| There will be a Hackathon at work and with my team mate we are preparing with some kind of hierarchical memory/knowledge solution. Briefly: we tell ChatGPT what API based tools we have, explaines them in 1 sentence and where it can reach their documentation. We added documentations as endpoint. example.com/docs/main is always the starting point that returns high level overview of the app and all available endpoints to call. Every endpoint has its own documentation as well. E.g.: /geocoder has /docs/geocoder documentation endpoint that describes what it does, what input it expects and what it will return. We also provieded ChatGPT with actions like read_docs, call_endpoint and end_conversation. An action is a structured JSON object with a set of parameters. If ChatGPT wants to interact with the mentioned resources, it emits an action, it gets executed and the answer fed back to it. With this I can do a task like: "Get a 30 minutes drivetime polygon around 15 Bond Street, London and send it to Foster." It plans and executes the following all alone. First it calls the geocoder to get the coordinates for the isochrone endpoint, then gets the isochrone by calling the isochrone
endpoint and saves it, calls Microsoft Graph API and queries my top 50 connections to find out who Foster is and calls the MS Graph API's send mail endpoint to send the email with attachment to Foster.
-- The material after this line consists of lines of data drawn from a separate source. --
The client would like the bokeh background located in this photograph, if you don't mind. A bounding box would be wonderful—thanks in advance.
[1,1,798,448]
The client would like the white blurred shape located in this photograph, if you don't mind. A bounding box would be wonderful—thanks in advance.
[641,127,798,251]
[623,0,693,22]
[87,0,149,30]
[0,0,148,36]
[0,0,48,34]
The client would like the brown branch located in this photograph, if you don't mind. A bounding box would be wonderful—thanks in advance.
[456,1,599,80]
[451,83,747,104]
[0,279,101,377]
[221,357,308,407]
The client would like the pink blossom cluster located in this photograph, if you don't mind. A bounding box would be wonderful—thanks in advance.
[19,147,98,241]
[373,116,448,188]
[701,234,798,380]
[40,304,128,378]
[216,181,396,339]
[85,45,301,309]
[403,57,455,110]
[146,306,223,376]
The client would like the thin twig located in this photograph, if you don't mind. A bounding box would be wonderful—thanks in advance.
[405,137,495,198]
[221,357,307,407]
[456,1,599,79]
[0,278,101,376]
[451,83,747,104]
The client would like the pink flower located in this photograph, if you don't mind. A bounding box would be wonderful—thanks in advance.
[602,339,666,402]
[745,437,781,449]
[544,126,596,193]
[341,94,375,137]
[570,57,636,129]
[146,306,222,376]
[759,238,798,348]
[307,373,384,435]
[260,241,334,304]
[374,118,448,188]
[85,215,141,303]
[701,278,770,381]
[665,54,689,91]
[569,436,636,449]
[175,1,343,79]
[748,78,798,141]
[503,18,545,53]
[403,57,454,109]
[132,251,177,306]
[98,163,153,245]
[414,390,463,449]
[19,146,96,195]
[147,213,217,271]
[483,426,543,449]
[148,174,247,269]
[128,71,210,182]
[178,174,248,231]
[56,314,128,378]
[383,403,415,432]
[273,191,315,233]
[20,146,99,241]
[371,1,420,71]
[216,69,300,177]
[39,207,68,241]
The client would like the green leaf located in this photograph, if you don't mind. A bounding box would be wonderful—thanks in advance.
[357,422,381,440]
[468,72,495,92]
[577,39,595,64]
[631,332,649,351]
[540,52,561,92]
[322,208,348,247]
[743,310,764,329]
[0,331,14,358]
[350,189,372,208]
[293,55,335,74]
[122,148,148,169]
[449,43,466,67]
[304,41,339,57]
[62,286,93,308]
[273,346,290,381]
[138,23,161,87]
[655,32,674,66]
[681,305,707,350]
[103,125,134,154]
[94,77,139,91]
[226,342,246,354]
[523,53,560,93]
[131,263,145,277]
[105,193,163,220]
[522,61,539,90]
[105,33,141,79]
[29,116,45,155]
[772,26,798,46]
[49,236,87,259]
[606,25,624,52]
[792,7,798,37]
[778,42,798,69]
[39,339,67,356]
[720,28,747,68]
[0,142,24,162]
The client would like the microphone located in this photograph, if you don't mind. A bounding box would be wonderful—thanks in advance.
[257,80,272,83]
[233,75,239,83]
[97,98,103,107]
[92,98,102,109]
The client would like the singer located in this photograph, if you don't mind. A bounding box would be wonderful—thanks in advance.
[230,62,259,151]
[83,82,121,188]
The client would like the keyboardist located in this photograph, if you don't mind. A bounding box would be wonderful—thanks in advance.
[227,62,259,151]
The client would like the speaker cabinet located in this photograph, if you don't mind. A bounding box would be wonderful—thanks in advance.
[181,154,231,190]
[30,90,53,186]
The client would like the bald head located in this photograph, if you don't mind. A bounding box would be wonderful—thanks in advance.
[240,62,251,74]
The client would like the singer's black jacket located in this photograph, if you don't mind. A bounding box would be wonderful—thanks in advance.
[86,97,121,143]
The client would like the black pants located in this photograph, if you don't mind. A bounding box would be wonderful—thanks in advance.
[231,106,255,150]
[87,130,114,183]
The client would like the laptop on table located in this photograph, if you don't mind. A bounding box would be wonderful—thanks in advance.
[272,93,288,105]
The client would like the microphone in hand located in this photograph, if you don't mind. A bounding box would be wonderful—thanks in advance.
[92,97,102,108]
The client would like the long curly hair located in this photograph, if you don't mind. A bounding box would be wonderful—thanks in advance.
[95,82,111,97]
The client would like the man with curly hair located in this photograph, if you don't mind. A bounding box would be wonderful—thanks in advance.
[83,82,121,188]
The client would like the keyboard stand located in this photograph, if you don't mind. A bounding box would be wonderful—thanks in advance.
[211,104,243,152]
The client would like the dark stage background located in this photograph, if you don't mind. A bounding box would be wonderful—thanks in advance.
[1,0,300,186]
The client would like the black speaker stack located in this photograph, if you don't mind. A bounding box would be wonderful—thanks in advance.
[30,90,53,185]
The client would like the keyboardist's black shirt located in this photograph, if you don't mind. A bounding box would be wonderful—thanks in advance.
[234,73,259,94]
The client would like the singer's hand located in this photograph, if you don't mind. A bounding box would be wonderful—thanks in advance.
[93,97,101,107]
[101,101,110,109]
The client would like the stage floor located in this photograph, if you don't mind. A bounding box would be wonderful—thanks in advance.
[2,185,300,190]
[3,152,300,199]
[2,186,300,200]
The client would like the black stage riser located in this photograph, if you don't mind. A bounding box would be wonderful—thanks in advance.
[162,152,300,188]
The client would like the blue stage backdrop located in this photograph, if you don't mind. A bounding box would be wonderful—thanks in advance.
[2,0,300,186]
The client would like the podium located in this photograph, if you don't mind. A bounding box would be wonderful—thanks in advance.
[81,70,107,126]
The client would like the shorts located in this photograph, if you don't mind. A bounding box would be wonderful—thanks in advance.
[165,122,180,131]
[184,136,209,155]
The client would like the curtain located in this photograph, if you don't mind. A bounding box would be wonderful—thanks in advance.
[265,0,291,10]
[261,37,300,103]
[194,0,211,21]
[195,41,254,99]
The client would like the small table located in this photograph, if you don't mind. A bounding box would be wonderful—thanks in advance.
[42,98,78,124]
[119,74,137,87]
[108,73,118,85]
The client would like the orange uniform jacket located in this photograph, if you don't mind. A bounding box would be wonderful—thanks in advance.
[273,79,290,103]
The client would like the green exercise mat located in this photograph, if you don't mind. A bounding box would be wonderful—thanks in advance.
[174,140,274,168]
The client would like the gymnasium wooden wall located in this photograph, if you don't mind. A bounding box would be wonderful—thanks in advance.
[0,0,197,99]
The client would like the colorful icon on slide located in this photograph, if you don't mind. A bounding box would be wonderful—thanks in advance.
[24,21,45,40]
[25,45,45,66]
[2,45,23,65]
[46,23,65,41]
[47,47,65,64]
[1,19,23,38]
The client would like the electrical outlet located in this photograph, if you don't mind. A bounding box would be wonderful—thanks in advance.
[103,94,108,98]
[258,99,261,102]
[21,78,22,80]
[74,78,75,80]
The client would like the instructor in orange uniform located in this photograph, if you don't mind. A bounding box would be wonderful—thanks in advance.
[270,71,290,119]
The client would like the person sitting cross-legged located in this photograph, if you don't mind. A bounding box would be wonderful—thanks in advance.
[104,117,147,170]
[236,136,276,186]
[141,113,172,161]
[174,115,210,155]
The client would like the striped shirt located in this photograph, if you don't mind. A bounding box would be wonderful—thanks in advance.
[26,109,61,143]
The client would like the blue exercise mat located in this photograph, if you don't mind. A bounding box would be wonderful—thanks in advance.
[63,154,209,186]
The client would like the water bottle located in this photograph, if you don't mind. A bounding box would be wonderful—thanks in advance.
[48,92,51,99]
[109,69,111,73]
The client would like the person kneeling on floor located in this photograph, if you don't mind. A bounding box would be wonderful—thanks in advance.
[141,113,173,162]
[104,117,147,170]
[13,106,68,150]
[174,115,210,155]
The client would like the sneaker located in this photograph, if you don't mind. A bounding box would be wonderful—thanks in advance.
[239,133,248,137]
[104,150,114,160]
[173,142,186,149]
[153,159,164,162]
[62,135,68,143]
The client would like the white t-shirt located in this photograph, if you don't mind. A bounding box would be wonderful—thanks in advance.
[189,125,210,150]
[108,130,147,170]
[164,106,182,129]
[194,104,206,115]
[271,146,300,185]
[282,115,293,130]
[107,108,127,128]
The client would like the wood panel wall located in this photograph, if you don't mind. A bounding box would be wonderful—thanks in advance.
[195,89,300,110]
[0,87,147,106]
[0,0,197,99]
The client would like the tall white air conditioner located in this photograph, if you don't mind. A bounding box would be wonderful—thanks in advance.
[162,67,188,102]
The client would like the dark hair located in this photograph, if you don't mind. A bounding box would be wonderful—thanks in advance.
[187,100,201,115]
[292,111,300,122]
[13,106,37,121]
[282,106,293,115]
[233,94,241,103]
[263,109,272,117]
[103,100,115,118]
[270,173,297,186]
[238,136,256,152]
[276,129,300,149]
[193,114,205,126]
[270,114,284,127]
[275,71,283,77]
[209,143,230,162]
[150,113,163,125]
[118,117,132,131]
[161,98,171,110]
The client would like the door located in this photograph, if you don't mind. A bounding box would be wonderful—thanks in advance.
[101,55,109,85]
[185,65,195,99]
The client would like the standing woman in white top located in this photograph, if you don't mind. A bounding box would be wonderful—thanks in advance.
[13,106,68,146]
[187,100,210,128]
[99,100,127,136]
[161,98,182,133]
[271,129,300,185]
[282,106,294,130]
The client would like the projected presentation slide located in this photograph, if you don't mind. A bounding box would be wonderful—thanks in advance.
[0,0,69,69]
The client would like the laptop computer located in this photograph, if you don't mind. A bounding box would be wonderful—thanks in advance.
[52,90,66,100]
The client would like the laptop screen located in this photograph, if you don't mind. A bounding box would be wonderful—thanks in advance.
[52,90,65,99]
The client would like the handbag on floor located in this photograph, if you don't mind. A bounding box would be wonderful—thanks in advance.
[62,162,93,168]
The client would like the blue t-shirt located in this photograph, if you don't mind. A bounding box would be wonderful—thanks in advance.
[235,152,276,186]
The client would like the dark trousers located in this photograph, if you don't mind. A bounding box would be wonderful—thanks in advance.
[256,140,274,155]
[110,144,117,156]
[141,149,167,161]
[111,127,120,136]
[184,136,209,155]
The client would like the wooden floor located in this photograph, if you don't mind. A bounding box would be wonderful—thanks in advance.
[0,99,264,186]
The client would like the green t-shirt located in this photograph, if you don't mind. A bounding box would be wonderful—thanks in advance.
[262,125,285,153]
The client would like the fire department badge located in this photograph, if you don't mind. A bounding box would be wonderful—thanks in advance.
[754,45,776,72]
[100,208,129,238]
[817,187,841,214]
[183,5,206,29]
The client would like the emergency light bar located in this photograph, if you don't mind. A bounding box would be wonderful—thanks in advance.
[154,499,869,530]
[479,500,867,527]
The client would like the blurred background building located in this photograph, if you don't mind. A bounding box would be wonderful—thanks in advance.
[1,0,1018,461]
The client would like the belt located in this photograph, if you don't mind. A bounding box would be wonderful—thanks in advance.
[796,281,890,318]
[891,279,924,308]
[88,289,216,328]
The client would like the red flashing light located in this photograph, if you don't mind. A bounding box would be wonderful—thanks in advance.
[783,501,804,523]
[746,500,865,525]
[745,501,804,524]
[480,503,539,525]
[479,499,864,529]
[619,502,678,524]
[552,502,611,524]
It can hierarchically explore the available resources so we don't need a huge context window and we don't have to train the model either. Also we could implement multiple agents. 1 would be a manager and there could me multiple agents to perform each task and return the results to the manager. It would furthet reduce reduce the required context window. Very likely some BS app will win the Hackathon like always like a market price predictor using Weka's multilayer perceptron with default settings but we believe our solution could be extremely powerful. |
I do think this will be way less than having all of the functions listed to begin with though. I think the discoverability is a novel approach. Honestly, I'm surprised ChatGPT with plugins doesn't do something like this by default rather than making you pick which plugins you want at the beginning of the conversation.